# fake anenomes?



## leveldrummer (May 27, 2005)

ive seen countless fake corals and plants, im looking for fake anemones.. bult tips preferably, has anyone ran into any of these on the vast internet? im looking for some that might move in the currents. does anyone have any of them? and are they life like?


----------



## N1z (Nov 21, 2005)

you can get like silk coral plants like freshwater ones they look ok... but i prefer real macoy!


----------



## Fishfirst (Jan 24, 2005)

good choice with the fake anemones vs the real ones, they are much hardier and don't need that expensive lighting and care!
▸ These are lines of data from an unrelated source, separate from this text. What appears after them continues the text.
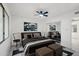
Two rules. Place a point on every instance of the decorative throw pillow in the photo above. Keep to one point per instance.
(36, 35)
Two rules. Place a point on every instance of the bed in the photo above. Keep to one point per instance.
(32, 41)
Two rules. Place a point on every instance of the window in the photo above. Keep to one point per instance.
(4, 21)
(1, 24)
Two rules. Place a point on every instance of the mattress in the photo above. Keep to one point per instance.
(30, 44)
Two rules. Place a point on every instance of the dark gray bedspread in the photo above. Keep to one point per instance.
(25, 41)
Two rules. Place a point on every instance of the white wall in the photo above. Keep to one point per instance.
(66, 26)
(75, 35)
(65, 20)
(5, 46)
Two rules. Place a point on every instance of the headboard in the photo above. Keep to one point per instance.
(29, 33)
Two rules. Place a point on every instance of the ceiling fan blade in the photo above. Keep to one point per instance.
(45, 12)
(41, 12)
(37, 11)
(46, 15)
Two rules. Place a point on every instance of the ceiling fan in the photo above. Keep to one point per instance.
(42, 13)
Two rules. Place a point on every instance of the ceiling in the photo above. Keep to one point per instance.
(29, 9)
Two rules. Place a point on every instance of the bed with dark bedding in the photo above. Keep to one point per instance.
(34, 40)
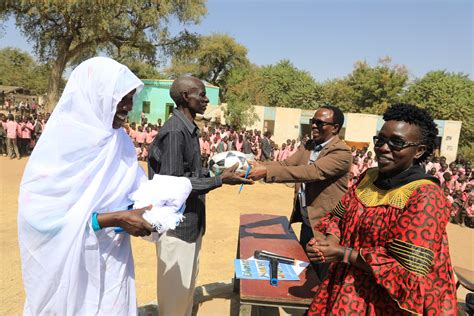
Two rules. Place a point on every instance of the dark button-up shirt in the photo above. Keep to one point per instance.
(176, 152)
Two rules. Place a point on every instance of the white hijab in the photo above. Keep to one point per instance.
(79, 165)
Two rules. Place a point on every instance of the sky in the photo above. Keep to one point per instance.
(326, 38)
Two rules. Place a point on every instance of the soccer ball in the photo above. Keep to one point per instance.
(221, 161)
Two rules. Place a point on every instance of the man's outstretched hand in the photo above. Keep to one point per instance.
(230, 177)
(258, 171)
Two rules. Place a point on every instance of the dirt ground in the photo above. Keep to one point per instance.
(224, 207)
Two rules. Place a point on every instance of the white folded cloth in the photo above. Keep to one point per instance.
(168, 196)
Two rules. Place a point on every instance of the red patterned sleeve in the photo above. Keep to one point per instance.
(330, 224)
(402, 265)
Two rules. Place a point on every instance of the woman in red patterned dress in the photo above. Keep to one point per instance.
(387, 236)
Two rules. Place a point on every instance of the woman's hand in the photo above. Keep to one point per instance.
(325, 250)
(134, 223)
(131, 221)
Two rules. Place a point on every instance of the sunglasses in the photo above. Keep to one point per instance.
(393, 144)
(319, 124)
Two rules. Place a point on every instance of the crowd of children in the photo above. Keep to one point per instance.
(456, 179)
(18, 134)
(216, 140)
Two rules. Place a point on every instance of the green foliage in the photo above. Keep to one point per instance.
(242, 94)
(286, 86)
(339, 93)
(67, 32)
(212, 60)
(447, 96)
(141, 69)
(375, 88)
(18, 68)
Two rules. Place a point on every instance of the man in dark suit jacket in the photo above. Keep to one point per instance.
(320, 170)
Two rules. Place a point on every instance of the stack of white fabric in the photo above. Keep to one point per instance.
(168, 196)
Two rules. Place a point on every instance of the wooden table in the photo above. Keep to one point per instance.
(272, 233)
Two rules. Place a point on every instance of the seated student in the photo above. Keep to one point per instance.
(355, 167)
(133, 131)
(458, 205)
(432, 172)
(387, 236)
(448, 181)
(276, 152)
(283, 154)
(138, 150)
(140, 137)
(469, 209)
(144, 153)
(448, 196)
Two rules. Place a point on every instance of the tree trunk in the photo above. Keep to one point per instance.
(54, 81)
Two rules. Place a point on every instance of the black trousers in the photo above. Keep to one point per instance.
(306, 234)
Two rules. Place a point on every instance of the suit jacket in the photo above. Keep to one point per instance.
(326, 179)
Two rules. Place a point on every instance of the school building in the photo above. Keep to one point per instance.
(289, 123)
(155, 101)
(285, 123)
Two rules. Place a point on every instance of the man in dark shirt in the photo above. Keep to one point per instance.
(176, 152)
(266, 147)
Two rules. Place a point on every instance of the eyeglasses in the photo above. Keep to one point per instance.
(319, 124)
(393, 144)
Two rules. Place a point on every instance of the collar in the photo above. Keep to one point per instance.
(310, 145)
(191, 126)
(413, 173)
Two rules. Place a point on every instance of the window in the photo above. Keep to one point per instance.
(146, 107)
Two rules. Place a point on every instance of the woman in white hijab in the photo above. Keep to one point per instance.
(84, 163)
There are several you can find at your local petco/petsmart/lfs which are made from a soft plastic.


----------



## leveldrummer (May 27, 2005)

ive seen a few in pet stores and they always seemed kinda fake looking, i was looking for something really real looking. i like the living color website for corals, i was just hoping some one might have heard of some new stuff thats "the coolest new thing"


----------



## Cichlid Man (Jan 19, 2005)

I have a fake purple tipped one and a red white tipped one. They look quite realistic, especially in the flow of my power filter. I had a marine expert come in my house. He said, nice purle tipped, they are quite rare, where did you buy it? I said from the decor section of Southern aquatics.lol
That fooled him!


----------



## flamingo (Nov 5, 2005)

Well, not all anemones need VERY high lighting IMO, may be just my parents luck but we have some type of anemone under NO floursecents and it's healthy and growing. What suprised me even more was that the clarkii clown took right to it!
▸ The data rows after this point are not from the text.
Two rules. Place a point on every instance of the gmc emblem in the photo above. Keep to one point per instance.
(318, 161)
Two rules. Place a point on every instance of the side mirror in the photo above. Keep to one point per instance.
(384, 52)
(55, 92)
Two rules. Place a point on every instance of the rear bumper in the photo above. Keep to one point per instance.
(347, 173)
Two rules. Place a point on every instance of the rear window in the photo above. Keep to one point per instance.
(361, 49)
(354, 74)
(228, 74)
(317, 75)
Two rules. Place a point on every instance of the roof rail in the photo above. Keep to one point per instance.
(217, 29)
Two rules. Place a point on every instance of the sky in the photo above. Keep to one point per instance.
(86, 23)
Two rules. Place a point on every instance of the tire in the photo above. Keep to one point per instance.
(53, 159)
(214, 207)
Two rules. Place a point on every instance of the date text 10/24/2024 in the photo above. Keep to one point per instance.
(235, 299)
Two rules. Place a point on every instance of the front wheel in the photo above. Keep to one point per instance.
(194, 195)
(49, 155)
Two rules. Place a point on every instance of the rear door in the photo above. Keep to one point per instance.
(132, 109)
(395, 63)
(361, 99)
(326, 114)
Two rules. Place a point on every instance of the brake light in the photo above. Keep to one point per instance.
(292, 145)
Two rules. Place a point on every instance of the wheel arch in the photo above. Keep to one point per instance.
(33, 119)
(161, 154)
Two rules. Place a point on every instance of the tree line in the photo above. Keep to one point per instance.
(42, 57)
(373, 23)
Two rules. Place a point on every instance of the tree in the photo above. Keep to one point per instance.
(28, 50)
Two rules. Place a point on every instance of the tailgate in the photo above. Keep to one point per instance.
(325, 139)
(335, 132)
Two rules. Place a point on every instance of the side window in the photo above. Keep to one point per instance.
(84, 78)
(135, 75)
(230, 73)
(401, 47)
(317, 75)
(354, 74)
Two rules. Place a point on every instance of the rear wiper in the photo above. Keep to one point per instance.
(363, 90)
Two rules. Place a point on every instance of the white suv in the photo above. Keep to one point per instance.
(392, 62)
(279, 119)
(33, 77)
IMHO most fake anemones look ugly, supposedly if you position them right they can look pretty cool though.


----------



## TheReefAddict (Nov 21, 2006)

I have not yet seen a fake anenome move like the real ones. You can get a condy anenome for probably 10 bux at the lfs. I have 3 live anenomes, piece of cake to maintain check out my avatar..


----------



## Puffer Pita (Jun 16, 2006)

I just found and bought a bunch on Ebay last night.


----------



## Fishfirst (Jan 24, 2005)

Sorry but I have to disagree that anemones don't need high light. You may be keeping them now under N.O.'s but anemones are different than your normal coral or fish... they die SLOWLY... over the period of months to a year. Feeding them can keep them going for even longer than that but eventually they will die... An anemone in the wild lives for hundreds of years and can techniqually live forever due to asextual reproduction, so even if you've had them for several years its not much to boast about. Sorry but I stand by my statement as I've seen plenty of anemones at my LFS go and die after months of intensive care... 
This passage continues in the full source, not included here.